Lothario A character in the play The Fair Penitent (1703) by Nicholas Rowe (1674-1718), a cheerful man and a seducer of women. The name is generally applied to men who exhibit these characteristics and particularly carries the implication of being a sexual libertine.
girls off the South Circular A road notorious as the haunt of prostitutes.
on the turf A slang phrase for being a prostitute.
on a car An Irish jaunting-car, an open horse-drawn carriage.
harp Often used a symbol of Ireland’s past and popularised by its use in Thomas Moore’s Irish Melodies.
heedless … knees Ireland, suffering under British rule, is often represented as a grieving woman.
strangers The English, regarded as the colonisers of Ireland.
Silent O Moyle One of Moore’s Irish Melodies (see note above).
Are you … inside me? Slang for ‘are you trying to take my place?’
stems upwards The servant girl does what she can to dress smartly, but actually presents a rather vulgar, even comical appearance. The finishing touch is that she is wearing her corsage upside down, with the flowers at the bottom.
Three halfpence Lenehan eats a very cheap meal, indicating how short of money he is.
ginger beer In spite of its name this is a non-alcoholic fizzy drink flavoured with ginger. Lenehan lacks the money to buy anything stronger.

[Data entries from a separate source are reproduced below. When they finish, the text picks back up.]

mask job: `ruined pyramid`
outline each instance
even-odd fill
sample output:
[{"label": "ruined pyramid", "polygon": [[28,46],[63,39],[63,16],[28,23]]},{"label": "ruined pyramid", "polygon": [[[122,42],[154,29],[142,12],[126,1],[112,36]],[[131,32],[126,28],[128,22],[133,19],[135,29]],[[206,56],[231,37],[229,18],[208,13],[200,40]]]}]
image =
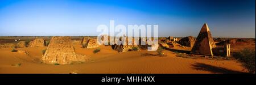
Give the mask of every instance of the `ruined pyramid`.
[{"label": "ruined pyramid", "polygon": [[212,48],[215,43],[207,23],[204,23],[191,50],[192,54],[213,56]]},{"label": "ruined pyramid", "polygon": [[42,58],[45,63],[58,64],[84,61],[86,59],[88,56],[75,53],[71,39],[67,36],[52,37]]},{"label": "ruined pyramid", "polygon": [[[96,39],[89,39],[87,42],[84,45],[85,48],[95,48],[98,47],[100,45],[98,44]],[[83,45],[84,46],[84,45]]]}]

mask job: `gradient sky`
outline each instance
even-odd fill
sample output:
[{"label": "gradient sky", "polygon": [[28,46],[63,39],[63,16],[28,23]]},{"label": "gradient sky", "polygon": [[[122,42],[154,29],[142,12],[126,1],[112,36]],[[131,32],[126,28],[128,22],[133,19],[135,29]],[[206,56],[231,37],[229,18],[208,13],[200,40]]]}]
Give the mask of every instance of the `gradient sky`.
[{"label": "gradient sky", "polygon": [[0,36],[97,36],[100,24],[159,25],[159,36],[255,37],[255,0],[0,0]]}]

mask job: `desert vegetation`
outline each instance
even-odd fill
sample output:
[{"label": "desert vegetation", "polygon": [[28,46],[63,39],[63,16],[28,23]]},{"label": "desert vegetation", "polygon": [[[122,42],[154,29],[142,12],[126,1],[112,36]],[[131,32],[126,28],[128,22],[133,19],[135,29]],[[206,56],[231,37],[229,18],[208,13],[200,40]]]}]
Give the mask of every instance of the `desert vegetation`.
[{"label": "desert vegetation", "polygon": [[255,49],[245,48],[240,52],[233,54],[233,56],[242,63],[243,66],[247,69],[249,73],[255,74]]}]

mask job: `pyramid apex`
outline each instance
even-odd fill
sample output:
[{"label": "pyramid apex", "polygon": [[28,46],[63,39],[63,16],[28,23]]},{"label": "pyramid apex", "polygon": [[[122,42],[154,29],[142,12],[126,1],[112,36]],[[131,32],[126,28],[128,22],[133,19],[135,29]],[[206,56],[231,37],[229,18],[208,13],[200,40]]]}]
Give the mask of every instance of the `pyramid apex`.
[{"label": "pyramid apex", "polygon": [[210,31],[210,29],[209,29],[208,26],[207,25],[207,23],[204,23],[204,25],[202,27],[202,28],[201,29],[201,32],[209,32]]}]

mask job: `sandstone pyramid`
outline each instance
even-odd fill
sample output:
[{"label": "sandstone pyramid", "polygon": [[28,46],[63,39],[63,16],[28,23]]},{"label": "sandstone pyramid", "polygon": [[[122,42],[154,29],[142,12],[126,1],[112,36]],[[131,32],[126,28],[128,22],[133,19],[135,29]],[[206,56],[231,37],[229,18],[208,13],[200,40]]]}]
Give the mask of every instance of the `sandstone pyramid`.
[{"label": "sandstone pyramid", "polygon": [[215,47],[210,29],[207,24],[205,23],[196,38],[191,52],[193,54],[213,56],[212,49]]},{"label": "sandstone pyramid", "polygon": [[[119,40],[120,41],[122,40],[122,37],[120,37]],[[121,44],[121,45],[114,45],[114,50],[117,50],[119,52],[125,52],[129,50],[130,50],[133,49],[133,47],[138,47],[138,45],[134,44],[134,39],[133,38],[133,45],[128,45],[128,38],[126,38],[126,41],[124,41],[126,42],[126,44]]]},{"label": "sandstone pyramid", "polygon": [[85,48],[95,48],[99,46],[96,39],[90,39],[83,46]]},{"label": "sandstone pyramid", "polygon": [[88,37],[84,37],[82,39],[82,41],[81,42],[81,45],[86,44],[89,39],[90,38]]},{"label": "sandstone pyramid", "polygon": [[30,47],[44,47],[45,40],[43,39],[36,39],[30,42]]},{"label": "sandstone pyramid", "polygon": [[70,37],[52,37],[43,56],[45,63],[66,64],[84,61],[86,56],[77,56]]},{"label": "sandstone pyramid", "polygon": [[196,40],[193,37],[187,36],[180,39],[178,43],[183,46],[193,47],[193,45],[194,45],[195,41]]}]

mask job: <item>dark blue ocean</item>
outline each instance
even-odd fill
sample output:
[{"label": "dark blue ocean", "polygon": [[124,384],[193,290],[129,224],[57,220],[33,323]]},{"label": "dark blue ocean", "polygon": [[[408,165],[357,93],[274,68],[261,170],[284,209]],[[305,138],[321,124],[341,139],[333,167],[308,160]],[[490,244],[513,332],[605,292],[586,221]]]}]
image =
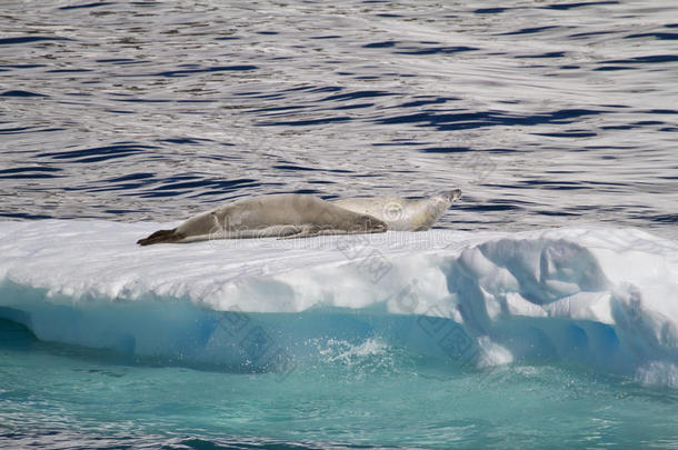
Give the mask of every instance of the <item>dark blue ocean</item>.
[{"label": "dark blue ocean", "polygon": [[[674,0],[0,10],[4,221],[168,222],[256,194],[460,188],[438,228],[676,239],[677,152]],[[450,376],[379,337],[321,347],[281,383],[1,320],[0,447],[678,448],[675,387],[560,361]]]}]

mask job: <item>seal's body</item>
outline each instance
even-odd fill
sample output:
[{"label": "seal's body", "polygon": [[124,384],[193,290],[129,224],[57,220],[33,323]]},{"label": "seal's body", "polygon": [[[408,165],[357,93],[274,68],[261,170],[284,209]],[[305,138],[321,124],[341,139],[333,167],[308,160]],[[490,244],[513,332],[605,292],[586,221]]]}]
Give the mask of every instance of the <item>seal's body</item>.
[{"label": "seal's body", "polygon": [[460,197],[461,191],[455,189],[421,199],[366,197],[333,200],[332,203],[382,220],[389,230],[426,231]]},{"label": "seal's body", "polygon": [[281,193],[237,200],[193,216],[172,230],[159,230],[137,243],[193,242],[209,239],[307,238],[322,234],[385,232],[372,216],[350,211],[313,196]]}]

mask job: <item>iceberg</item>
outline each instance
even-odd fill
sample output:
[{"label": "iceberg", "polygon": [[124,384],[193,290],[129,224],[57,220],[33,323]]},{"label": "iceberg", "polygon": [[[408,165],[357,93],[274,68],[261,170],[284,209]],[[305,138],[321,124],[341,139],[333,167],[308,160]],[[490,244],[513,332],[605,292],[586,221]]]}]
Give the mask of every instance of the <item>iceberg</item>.
[{"label": "iceberg", "polygon": [[453,367],[678,386],[678,242],[637,229],[389,231],[140,248],[167,223],[0,222],[0,318],[41,340],[285,376],[318,339]]}]

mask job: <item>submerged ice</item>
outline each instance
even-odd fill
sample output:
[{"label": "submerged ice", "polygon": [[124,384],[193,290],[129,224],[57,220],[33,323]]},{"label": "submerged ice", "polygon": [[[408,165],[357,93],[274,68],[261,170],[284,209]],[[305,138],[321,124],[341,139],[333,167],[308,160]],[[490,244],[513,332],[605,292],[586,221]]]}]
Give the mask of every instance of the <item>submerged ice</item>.
[{"label": "submerged ice", "polygon": [[571,362],[678,386],[678,243],[636,229],[134,244],[158,227],[0,222],[0,318],[280,376],[318,339],[377,339],[453,367]]}]

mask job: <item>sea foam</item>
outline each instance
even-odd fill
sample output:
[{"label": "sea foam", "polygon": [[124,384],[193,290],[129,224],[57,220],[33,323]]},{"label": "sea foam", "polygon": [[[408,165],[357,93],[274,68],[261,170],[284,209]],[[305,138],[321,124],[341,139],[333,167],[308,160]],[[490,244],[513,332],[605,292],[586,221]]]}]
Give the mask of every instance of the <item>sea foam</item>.
[{"label": "sea foam", "polygon": [[47,341],[238,370],[283,373],[318,338],[366,338],[457,366],[677,378],[678,243],[637,229],[134,243],[167,227],[0,222],[0,318]]}]

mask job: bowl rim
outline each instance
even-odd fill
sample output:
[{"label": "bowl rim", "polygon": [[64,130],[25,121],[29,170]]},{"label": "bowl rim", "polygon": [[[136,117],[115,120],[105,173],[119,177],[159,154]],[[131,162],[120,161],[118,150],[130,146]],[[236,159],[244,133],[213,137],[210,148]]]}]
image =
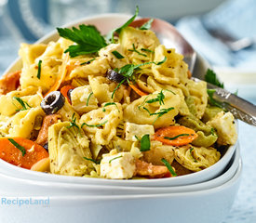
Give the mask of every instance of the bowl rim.
[{"label": "bowl rim", "polygon": [[[51,181],[50,184],[47,181],[38,179],[27,179],[23,177],[17,177],[15,176],[8,176],[0,171],[0,177],[7,178],[10,180],[15,180],[17,185],[22,183],[23,185],[28,185],[32,187],[44,187],[49,190],[56,190],[61,188],[61,190],[70,189],[72,190],[78,190],[79,192],[88,190],[94,190],[96,191],[104,190],[105,192],[110,192],[112,195],[119,195],[120,193],[128,194],[157,194],[157,193],[173,193],[173,192],[188,192],[188,191],[198,191],[204,190],[209,190],[212,188],[220,187],[229,181],[236,174],[239,162],[241,160],[240,156],[240,148],[238,147],[235,154],[232,157],[232,160],[229,163],[228,168],[220,175],[219,177],[210,179],[206,182],[193,184],[193,185],[184,185],[184,186],[176,186],[176,187],[126,187],[126,186],[112,186],[112,185],[86,185],[86,184],[75,184],[75,183],[66,183],[66,182],[54,182]],[[1,181],[1,180],[0,180]],[[115,192],[118,190],[118,192]],[[94,194],[93,193],[93,194]]]},{"label": "bowl rim", "polygon": [[[62,27],[72,27],[72,26],[78,26],[79,24],[82,24],[82,23],[87,23],[87,24],[94,24],[94,23],[97,23],[97,22],[100,22],[100,20],[112,20],[115,21],[118,20],[118,23],[122,24],[123,23],[123,20],[127,20],[128,18],[129,18],[130,15],[128,15],[128,14],[120,14],[120,13],[108,13],[108,14],[102,14],[102,15],[99,15],[99,16],[92,16],[92,17],[86,17],[86,18],[82,18],[82,19],[79,19],[77,20],[74,20],[73,22],[70,22],[68,24],[65,24],[63,25]],[[113,24],[111,24],[113,25]],[[101,31],[101,29],[99,29]],[[35,42],[35,44],[39,44],[39,43],[48,43],[52,38],[57,38],[59,35],[58,35],[58,33],[57,31],[52,31],[51,33],[49,33],[48,34],[46,34],[45,36],[43,36],[42,38],[40,38],[38,41]],[[203,63],[206,63],[208,64],[208,62],[204,59],[202,59],[202,62]],[[11,72],[14,68],[17,68],[17,66],[20,68],[21,68],[21,59],[20,58],[18,58],[7,69],[7,71],[4,72],[4,73],[7,73],[7,72]],[[16,69],[17,70],[17,69]],[[238,131],[238,127],[237,127],[237,122],[236,121],[236,129]],[[73,177],[73,176],[60,176],[60,175],[53,175],[53,174],[50,174],[48,176],[51,176],[49,177],[56,177],[56,178],[61,178],[61,179],[66,179],[66,180],[70,180],[70,181],[73,181],[74,179],[76,180],[77,178],[80,178],[82,179],[84,182],[83,183],[87,183],[86,181],[87,180],[89,180],[90,183],[92,184],[97,184],[97,183],[101,183],[101,182],[111,182],[113,184],[116,184],[116,185],[121,185],[123,183],[125,183],[126,185],[130,185],[130,184],[135,184],[135,185],[141,185],[141,184],[148,184],[148,185],[152,185],[154,184],[153,182],[157,182],[157,184],[161,184],[161,183],[167,183],[168,182],[169,180],[171,180],[172,182],[174,181],[178,181],[179,180],[188,180],[190,178],[198,178],[197,180],[195,180],[193,181],[192,183],[197,183],[197,182],[201,182],[202,180],[200,180],[200,176],[203,175],[205,176],[203,181],[205,180],[208,180],[209,178],[209,176],[214,176],[212,172],[212,169],[218,169],[218,168],[221,168],[222,164],[228,164],[228,161],[231,159],[232,155],[234,154],[235,151],[236,151],[236,148],[237,147],[237,141],[236,142],[235,145],[231,145],[229,146],[229,148],[227,149],[226,152],[223,154],[223,156],[216,163],[214,164],[213,165],[204,169],[204,170],[201,170],[199,172],[195,172],[195,173],[192,173],[192,174],[189,174],[189,175],[184,175],[184,176],[179,176],[177,177],[169,177],[169,178],[157,178],[157,179],[143,179],[143,180],[136,180],[136,179],[129,179],[129,180],[122,180],[120,181],[120,179],[107,179],[107,178],[92,178],[92,177]],[[7,163],[3,160],[0,159],[0,164],[2,163]],[[8,163],[7,163],[6,164],[9,164]],[[12,165],[12,164],[10,164]],[[17,168],[18,166],[14,166],[12,165],[12,167],[14,168]],[[39,172],[34,172],[34,171],[31,171],[31,170],[27,170],[27,169],[23,169],[23,168],[20,168],[20,170],[22,172],[22,171],[30,171],[29,173],[31,174],[34,174],[34,175],[36,175],[38,177],[42,176],[44,173],[39,173]],[[210,175],[211,173],[211,175]],[[216,173],[218,174],[218,173]],[[199,177],[198,177],[199,176]],[[141,181],[143,181],[141,183]],[[122,182],[122,183],[121,183]],[[177,186],[178,185],[182,185],[182,183],[177,183]]]}]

pulling … the tail A slang term for someone who is living on the edge of poverty.
a little of the ready Slang for a small amount of money.
the area of a house The space in front of a house giving access to the basement rooms, usually containing the kitchen and other rooms where servants worked. No doubt the slavey spent much of her time in this underground location.
A small gold coin The only gold coin in circulation at this time was a sovereign (£1 or twenty shillings). If this comes out of the servant woman’s stock of money it would have represented a significant percentage of her annual income, which was likely to have been somewhere between £4 and £8 a year. The other possibility is that she has somehow stolen it from her employer.
Investigating Two Gallants...
- Compare Corely and Lenehan with the men in After the Race.
- What differences can you find?
- Why do you think Joyce put After the Race and Two Gallants next to one another?